What are the constraints?
- Not enough friends to meaningfully populate an area;
- Friends don’t listen to playlists;
- Friends only listen to the same playlists as you;
- Friends’ tastes are too dissimilar.
The first issue here is already tackled by the way Spotify handles Discover Weekly and its Daily Mixes: if they don’t have enough data on you, they won’t present these features to you. So in short: if there’s not enough useful data to present meaningful results to you, the feature should not be shown.
However for many users there would be meaningful data, so how to make sure that the suggested content is also meaningful?
The UX of recommendations is a big topic, but in simple terms, there should be thresholds and ceilings on similarity:
- Recommended content should not have a similarity higher than 90% to user’s collection;
- Recommended content should not have a similarity lower than 10% to user’s collection & listening history.
The recommended content can be playlists made by friends, or ones that friends regularly listen to and / or are subscribed to. The percentages are made-up, and there are a lot more things you could factor in, but this way you make sure that:
- Content in the section is interesting, because you’ll discover something new;
- And it’s not too random or too far from your taste, so you’ll always find something you’d want to listen to while opening the section.
If that’s taken care of, then people will keep coming back. Why?
Because it’s super fun to discover how your taste overlaps with friends, or to discover new music with friends. I also think such a feature would work better for Spotify‘s demographic than the more active one-on-one music sharing type of functionality (that Spotify removed recently).
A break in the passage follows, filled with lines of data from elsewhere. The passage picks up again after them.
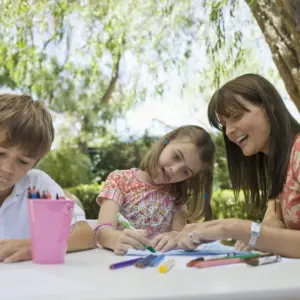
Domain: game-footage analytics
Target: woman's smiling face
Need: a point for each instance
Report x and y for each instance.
(248, 128)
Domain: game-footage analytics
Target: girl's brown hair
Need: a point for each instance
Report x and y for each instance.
(196, 191)
(260, 176)
(26, 123)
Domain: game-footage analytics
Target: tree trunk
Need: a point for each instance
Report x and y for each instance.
(279, 21)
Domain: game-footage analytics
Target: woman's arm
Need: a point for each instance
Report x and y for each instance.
(273, 216)
(178, 221)
(285, 242)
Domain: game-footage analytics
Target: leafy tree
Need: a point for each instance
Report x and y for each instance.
(118, 154)
(67, 166)
(221, 175)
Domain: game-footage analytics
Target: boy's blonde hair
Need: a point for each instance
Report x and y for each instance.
(195, 191)
(26, 123)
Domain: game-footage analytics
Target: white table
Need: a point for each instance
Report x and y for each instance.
(89, 269)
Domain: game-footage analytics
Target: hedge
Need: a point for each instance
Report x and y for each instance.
(224, 204)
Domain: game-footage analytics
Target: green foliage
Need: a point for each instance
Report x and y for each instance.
(225, 205)
(87, 193)
(221, 174)
(67, 166)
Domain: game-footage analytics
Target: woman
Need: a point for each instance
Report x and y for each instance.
(263, 149)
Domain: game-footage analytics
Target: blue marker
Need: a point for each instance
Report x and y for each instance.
(156, 261)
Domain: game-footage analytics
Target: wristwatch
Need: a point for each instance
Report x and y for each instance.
(255, 233)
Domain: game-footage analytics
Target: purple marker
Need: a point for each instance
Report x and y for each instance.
(125, 263)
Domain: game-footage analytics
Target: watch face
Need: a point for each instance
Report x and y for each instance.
(255, 227)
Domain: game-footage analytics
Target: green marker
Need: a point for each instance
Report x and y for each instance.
(127, 224)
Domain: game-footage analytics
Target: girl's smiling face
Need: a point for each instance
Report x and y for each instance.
(248, 128)
(178, 161)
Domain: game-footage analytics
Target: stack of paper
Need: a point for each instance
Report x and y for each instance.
(213, 248)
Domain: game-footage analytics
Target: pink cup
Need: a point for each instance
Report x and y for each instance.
(50, 224)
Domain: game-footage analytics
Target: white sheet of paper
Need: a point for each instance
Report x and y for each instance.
(32, 284)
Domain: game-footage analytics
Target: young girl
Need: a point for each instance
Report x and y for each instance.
(263, 149)
(176, 171)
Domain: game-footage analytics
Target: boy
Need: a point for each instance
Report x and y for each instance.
(26, 135)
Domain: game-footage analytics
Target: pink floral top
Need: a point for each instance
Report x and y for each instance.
(290, 196)
(143, 205)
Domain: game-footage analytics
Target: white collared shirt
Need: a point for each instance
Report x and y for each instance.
(14, 216)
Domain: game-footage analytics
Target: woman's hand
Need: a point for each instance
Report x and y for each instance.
(164, 241)
(15, 250)
(129, 238)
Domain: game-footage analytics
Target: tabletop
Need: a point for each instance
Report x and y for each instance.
(86, 276)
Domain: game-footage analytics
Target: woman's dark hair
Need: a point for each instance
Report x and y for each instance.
(260, 176)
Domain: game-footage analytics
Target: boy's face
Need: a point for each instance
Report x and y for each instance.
(14, 164)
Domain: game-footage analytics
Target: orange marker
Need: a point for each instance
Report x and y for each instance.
(166, 266)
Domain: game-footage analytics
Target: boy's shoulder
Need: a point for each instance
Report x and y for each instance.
(121, 175)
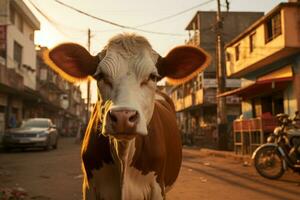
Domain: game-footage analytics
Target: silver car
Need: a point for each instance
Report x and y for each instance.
(34, 132)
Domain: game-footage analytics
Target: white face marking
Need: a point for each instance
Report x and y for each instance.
(114, 183)
(125, 80)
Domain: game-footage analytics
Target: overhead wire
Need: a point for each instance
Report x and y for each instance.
(51, 21)
(113, 23)
(175, 15)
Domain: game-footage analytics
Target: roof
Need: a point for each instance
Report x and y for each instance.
(262, 20)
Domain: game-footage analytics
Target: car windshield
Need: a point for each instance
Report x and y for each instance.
(35, 123)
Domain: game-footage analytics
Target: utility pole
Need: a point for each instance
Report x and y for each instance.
(220, 75)
(88, 104)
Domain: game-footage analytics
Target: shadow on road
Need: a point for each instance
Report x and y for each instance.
(248, 178)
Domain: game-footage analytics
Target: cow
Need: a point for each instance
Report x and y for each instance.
(132, 147)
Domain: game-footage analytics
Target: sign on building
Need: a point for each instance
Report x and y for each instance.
(2, 44)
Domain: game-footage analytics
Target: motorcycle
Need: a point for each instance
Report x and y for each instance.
(282, 150)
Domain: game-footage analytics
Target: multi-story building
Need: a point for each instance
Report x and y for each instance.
(17, 60)
(266, 56)
(60, 100)
(25, 89)
(195, 100)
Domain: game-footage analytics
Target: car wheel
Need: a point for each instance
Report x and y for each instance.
(48, 146)
(6, 149)
(55, 145)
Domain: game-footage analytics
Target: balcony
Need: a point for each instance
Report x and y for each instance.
(194, 40)
(11, 79)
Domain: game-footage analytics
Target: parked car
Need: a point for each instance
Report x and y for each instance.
(34, 132)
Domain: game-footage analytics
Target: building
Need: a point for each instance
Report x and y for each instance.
(17, 61)
(25, 89)
(195, 100)
(266, 56)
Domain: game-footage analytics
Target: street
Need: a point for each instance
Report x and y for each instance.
(56, 175)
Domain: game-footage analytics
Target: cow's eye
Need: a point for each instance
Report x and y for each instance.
(152, 77)
(101, 77)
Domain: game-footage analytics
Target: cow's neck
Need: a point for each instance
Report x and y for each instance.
(123, 152)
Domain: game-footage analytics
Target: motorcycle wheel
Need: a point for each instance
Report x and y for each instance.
(268, 163)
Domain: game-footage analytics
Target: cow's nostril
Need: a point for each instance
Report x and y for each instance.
(113, 117)
(133, 117)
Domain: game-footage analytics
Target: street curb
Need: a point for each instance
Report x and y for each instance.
(227, 154)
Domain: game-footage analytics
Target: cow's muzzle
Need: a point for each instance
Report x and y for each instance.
(123, 122)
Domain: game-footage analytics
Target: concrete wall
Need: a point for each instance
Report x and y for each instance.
(23, 37)
(28, 54)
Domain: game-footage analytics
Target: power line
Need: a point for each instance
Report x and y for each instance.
(51, 21)
(113, 23)
(175, 15)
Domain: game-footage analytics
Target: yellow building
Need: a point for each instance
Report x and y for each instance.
(195, 100)
(267, 58)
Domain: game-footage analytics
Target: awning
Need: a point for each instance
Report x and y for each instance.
(274, 81)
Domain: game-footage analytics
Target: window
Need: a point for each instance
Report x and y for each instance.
(20, 23)
(18, 53)
(228, 57)
(12, 15)
(237, 52)
(273, 27)
(252, 42)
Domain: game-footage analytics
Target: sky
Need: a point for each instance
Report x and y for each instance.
(66, 25)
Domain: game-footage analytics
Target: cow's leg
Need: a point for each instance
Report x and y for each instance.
(158, 192)
(88, 192)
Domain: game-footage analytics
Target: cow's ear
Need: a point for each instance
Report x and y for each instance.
(72, 61)
(182, 64)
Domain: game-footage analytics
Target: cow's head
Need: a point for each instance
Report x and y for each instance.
(126, 72)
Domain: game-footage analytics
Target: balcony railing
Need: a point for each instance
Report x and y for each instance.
(10, 78)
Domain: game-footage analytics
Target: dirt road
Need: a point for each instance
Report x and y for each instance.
(56, 175)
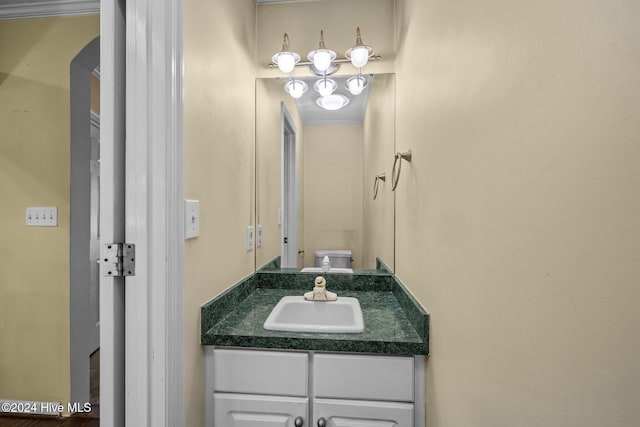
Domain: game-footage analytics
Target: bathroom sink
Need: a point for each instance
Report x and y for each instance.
(295, 314)
(331, 270)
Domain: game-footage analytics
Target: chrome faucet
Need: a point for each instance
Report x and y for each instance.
(320, 292)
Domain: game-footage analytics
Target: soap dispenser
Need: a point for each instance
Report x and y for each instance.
(326, 264)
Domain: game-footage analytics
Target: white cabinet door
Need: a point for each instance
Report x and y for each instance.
(250, 410)
(361, 413)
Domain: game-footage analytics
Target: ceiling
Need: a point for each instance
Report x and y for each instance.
(313, 115)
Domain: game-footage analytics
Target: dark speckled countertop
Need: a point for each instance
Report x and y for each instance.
(394, 322)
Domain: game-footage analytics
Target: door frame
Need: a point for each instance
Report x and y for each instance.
(83, 331)
(289, 191)
(152, 363)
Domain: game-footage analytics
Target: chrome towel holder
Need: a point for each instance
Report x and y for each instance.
(376, 183)
(395, 173)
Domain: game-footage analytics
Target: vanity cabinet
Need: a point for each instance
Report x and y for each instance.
(246, 387)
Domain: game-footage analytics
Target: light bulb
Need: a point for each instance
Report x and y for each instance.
(325, 87)
(359, 56)
(295, 88)
(355, 85)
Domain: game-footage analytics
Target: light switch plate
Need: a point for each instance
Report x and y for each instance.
(41, 217)
(259, 236)
(191, 219)
(250, 238)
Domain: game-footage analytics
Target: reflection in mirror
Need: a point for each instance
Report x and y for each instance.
(338, 154)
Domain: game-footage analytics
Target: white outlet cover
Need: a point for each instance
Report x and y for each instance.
(41, 217)
(249, 238)
(191, 219)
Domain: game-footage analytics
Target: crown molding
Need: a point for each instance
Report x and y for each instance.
(47, 8)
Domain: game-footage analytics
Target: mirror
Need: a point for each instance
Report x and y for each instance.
(337, 158)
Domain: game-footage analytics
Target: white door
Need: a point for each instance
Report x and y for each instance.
(112, 188)
(361, 413)
(141, 82)
(289, 258)
(249, 410)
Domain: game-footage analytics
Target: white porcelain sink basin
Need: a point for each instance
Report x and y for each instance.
(295, 314)
(331, 270)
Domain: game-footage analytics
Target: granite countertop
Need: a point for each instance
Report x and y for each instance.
(394, 322)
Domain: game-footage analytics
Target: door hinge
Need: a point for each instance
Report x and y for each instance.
(119, 259)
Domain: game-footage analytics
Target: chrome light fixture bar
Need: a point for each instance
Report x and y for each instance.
(323, 61)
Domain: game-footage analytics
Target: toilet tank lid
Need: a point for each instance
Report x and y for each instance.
(341, 253)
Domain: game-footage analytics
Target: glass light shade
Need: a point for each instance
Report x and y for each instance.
(356, 84)
(325, 87)
(322, 58)
(295, 88)
(286, 61)
(359, 56)
(332, 102)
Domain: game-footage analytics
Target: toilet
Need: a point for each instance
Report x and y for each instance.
(338, 258)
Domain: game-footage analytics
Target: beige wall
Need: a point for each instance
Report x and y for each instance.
(302, 21)
(219, 120)
(269, 96)
(333, 189)
(35, 56)
(378, 150)
(518, 220)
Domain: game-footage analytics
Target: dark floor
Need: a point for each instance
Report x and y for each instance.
(91, 419)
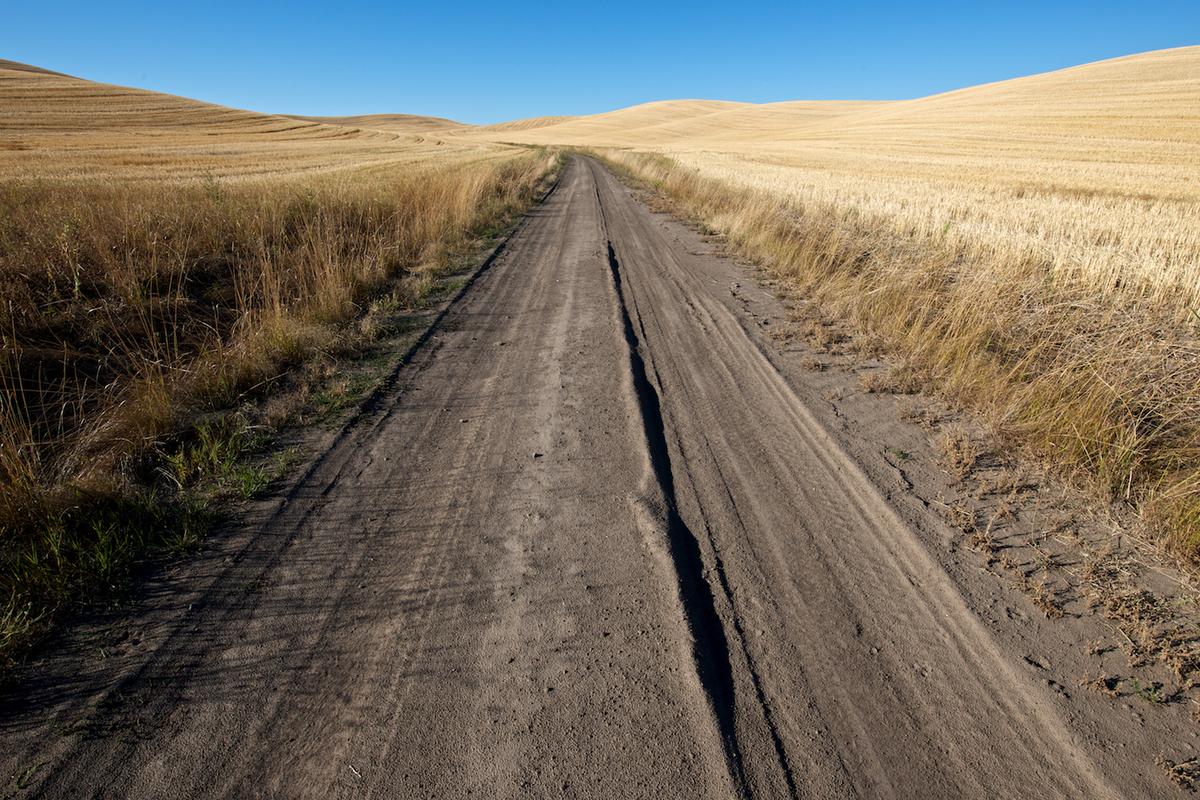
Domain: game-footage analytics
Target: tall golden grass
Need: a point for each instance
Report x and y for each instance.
(162, 262)
(1031, 246)
(1105, 386)
(132, 311)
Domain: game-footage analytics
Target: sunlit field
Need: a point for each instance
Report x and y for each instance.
(165, 262)
(1030, 247)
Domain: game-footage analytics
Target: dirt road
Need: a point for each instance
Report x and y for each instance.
(593, 542)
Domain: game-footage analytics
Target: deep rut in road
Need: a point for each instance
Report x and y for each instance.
(597, 540)
(711, 645)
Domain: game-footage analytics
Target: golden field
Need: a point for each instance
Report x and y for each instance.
(1030, 247)
(168, 266)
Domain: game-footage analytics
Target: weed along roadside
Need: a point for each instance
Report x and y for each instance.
(1105, 390)
(233, 314)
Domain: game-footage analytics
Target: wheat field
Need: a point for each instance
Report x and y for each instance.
(1095, 169)
(1030, 247)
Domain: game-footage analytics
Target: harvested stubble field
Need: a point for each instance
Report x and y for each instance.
(1030, 247)
(163, 262)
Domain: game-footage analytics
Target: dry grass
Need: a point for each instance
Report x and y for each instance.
(163, 262)
(1029, 247)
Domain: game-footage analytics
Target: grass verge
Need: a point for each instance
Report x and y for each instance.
(157, 336)
(1104, 388)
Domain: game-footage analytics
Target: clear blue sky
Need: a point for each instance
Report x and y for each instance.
(481, 62)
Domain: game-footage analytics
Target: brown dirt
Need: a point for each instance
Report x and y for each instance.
(610, 534)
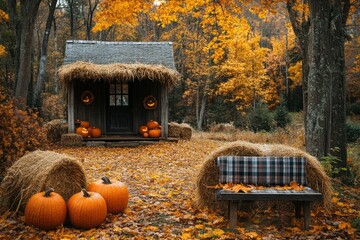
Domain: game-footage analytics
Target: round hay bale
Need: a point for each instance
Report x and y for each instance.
(71, 139)
(316, 176)
(186, 131)
(38, 171)
(209, 173)
(174, 130)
Spotify needs a passive way to connect with music through friends
The messaging functionality that Spotify removed showed low engagement. That’s because music one-on-one recommendations are demanding on both sides. Instead, what has shown to work best on big streaming platforms, are lean back experiences. Discover Weekly is an example of that: it’s focused on the result, rather than the action. The action for discovery is exploration: with Discover Weekly, it’s Spotify‘s albums that do most of the exploring for the user.
That’s what the social side of the service needs. The Friend Activity feed is boring. It hardly ever shows something I’d like to listen to, but I do know my friends listen to music I’d be interested in…
What I need is a section that I can go to when I’m looking for something new to listen to, and then shows friends as social proof for that content. It allows me to connect to friends in new ways. Perhaps even strike up a conversation with them on Facebook Messenger.
Which would pair well with Spotify‘s strategy to drive more engagement through Messenger.